Mrs. N. consults the chapters about eight- and nine-year-olds in Yardsticks. She learns that most children who are developmentally eight like to talk, work cooperatively, are full of physical energy, are industrious but work quickly, and have a limited attention span. Developmental nine-year-olds tend to be more competitive. Although they are usually more coordinated than eight-year-olds, they often fatigue easily and complain about injuries, both real and imagined. They like to work with partners that they choose and might begin forming exclusive groups. They can be impatient, anxious, and easily discouraged. They generally don’t like to take risks and they don’t like to be wrong.
Mrs. N. sees implications for how she’ll schedule activities, arrange learning groups, and prepare the students for the standardized testing that they’ll face in the spring. At the beginning of the year, she’ll provide lots of short breaks so her students can burn off their physical energy. However, she’ll need to closely monitor these breaks to ensure that students don’t push beyond their limits. She’ll also begin the year by planning numerous small group projects. She’ll change the composition of the groups frequently so that students learn to work with everyone, but she knows that before long the students will start to complain about working in groups that she’s formed, preferring to work with a partner of their choice, often a same-gender partner. She’ll need to think about how to avoid gender splits and clique formation.

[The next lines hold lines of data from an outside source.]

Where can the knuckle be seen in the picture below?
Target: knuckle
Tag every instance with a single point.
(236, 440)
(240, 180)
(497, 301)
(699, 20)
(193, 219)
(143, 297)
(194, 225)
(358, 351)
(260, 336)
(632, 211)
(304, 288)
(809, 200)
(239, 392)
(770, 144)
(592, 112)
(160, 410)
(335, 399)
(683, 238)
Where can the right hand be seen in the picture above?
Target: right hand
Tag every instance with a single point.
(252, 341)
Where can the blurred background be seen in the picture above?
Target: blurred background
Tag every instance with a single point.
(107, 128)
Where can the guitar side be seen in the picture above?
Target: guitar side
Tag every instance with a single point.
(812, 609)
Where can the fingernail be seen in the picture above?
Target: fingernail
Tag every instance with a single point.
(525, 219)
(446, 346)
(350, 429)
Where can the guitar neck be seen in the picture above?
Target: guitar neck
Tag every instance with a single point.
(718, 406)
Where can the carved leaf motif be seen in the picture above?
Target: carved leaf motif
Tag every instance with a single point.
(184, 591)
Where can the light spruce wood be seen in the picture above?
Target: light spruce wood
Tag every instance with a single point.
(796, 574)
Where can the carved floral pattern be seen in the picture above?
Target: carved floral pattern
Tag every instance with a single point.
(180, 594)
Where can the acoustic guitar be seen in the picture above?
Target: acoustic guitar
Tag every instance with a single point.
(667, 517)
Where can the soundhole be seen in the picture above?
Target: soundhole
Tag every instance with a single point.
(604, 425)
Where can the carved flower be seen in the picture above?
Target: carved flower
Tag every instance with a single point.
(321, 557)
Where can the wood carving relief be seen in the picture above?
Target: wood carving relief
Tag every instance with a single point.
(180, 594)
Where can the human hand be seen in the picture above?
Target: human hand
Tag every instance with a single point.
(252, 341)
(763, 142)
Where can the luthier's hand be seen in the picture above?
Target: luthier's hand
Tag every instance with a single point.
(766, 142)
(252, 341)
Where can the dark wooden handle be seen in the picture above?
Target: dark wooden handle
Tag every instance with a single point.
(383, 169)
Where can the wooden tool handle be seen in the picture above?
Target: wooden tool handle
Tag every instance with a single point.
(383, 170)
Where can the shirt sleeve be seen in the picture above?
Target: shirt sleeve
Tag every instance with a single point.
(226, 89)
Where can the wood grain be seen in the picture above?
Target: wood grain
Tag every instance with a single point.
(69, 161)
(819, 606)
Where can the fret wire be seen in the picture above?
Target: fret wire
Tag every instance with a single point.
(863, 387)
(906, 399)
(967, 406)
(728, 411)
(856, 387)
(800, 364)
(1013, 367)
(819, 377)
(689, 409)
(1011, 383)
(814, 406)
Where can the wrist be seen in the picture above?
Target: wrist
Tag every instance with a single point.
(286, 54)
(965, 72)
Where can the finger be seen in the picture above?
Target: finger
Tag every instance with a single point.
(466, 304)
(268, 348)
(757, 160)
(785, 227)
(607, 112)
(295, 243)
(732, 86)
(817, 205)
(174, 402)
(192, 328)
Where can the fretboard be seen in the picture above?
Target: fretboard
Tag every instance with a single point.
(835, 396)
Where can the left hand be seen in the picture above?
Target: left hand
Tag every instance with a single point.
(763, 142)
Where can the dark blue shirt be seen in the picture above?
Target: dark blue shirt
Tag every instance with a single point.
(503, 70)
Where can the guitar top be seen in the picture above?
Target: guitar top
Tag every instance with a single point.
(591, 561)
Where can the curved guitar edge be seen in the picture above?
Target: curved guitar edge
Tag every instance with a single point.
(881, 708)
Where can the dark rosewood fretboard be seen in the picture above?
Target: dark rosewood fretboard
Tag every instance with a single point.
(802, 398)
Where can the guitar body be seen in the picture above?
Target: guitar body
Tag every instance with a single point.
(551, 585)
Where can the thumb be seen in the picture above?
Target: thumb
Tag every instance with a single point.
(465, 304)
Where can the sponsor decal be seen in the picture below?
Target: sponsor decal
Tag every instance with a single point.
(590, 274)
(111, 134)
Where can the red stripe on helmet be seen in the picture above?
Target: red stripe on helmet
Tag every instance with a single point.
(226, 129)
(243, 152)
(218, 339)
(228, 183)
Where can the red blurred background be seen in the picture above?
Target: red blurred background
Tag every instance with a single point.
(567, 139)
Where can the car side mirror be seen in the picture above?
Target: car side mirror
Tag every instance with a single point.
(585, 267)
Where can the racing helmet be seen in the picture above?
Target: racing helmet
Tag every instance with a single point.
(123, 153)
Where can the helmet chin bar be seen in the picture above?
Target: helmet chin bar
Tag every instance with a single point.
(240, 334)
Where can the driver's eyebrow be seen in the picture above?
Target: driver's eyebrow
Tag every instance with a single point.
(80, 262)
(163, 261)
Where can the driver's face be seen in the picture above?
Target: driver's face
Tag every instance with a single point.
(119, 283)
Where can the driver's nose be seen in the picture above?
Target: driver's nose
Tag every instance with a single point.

Mrs. N. will also think about preparing students for their spring test-taking. Because of their tendencies towards impatience, anxiety, and discouragement, nine-year-olds often worry excessively about standardized tests. Mrs. N. would like her students to score well on the tests but more importantly she wants them to feel OK about themselves no matter how they score. So, throughout the year she’ll give them lots of opportunities to learn and practice age-appropriate test-taking strategies. She’ll model productive test-taking behavior and have students role-play. And she’ll be sure to give the students lots of encouragement before, during, and after the testing.